CodePudding user response:
First, you need to transform the langdetect
output into vector of a constant length. There are 55 languages in the library, therefore we need to create vector of length 55, where i-th element represents the probability of text coming from the i-th language. You could do this like this:
import tensorflow as tf
import numpy as np
import langdetect
langdetect.detector_factory.init_factory()
LANGUAGES_LIST = langdetect.detector_factory._factory.langlist
def get_probabilities_vector(text):
predictions = langdetect.detect_langs(text)
output = np.zeros(len(LANGUAGES_LIST))
for p in predictions:
output[LANGUAGES_LIST.index(p.lang)] = p.prob
return tf.constant(output)
Then you need to create a model with multiple inputs. This can be done using functional API, e.g. like this (change your inputs according to your use case):
def create_model():
audio_input = tf.keras.Input(shape=(256,))

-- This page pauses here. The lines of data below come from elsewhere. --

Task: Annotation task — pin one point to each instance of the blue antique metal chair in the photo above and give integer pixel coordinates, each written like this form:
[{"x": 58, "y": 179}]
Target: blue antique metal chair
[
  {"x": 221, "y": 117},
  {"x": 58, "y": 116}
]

langdetect_input = tf.keras.Input(shape=(55,))
x = tf.keras.layers.concatenate([audio_input, langdetect_input])
x = tf.keras.layers.Dense(128, activation='relu')(x)
output = tf.keras.layers.Dense(55)(x)
model = tf.keras.Model(
inputs={
'audio': audio_input,
'text': langdetect_input
},
outputs=output)
return model
Testing the model on some input:
model = create_model()
audio_input = tf.constant(np.random.rand(256))
langdetect_input = get_probabilities_vector('This is just a test input')
model({
'audio': tf.expand_dims(audio_input, 0),
'text': tf.expand_dims(langdetect_input, 0)
})
>>> <tf.Tensor: shape=(1, 55), dtype=float32, numpy=
array([[ 0.23361185, 0.19011918, -0.45230836, -0.0602392 , -0.20067683,
0.9698535 , -1.0724173 , 0.08978442, 0.052798 , -0.16554174,
0.9238764 , 1.0331644 , 0.4508734 , -0.2450786 , -1.0605856 ,
0.3239496 , -1.0073977 , -0.2129285 , -0.6817296 , 0.05288622,
0.9089616 , -0.11521344, 0.25696573, -0.07688305, -0.36123943,
-0.0317415 , -0.18303779, 0.13786468, 0.88620317, 0.11393422,
-0.5215691 , -0.28585738, 0.54988045, -0.02300271, -0.4347821 ,
-0.57744324, 0.14031887, 0.8255624 , -0.13157232, -1.1060234 ,
-0.24097277, 0.12950295, 0.4586677 , 0.37702668, 0.7558856 ,
-0.05933011, 0.53903174, 0.27433476, -0.18464057, 1.0673125 ,
-0.05723387, -0.03429477, 0.4431308 , -0.14510366, -0.28087378]],
dtype=float32)>
I am expanding the dimensions of the inputs using expand_dims function so that the inputs have shapes (1, 256)
and (1, 55)
(which is similar to inputs (batch_size, 256)
and (batch_size, 55)
that the model expects during training).
This is just a draft, but this is roughly how your problem could be solved.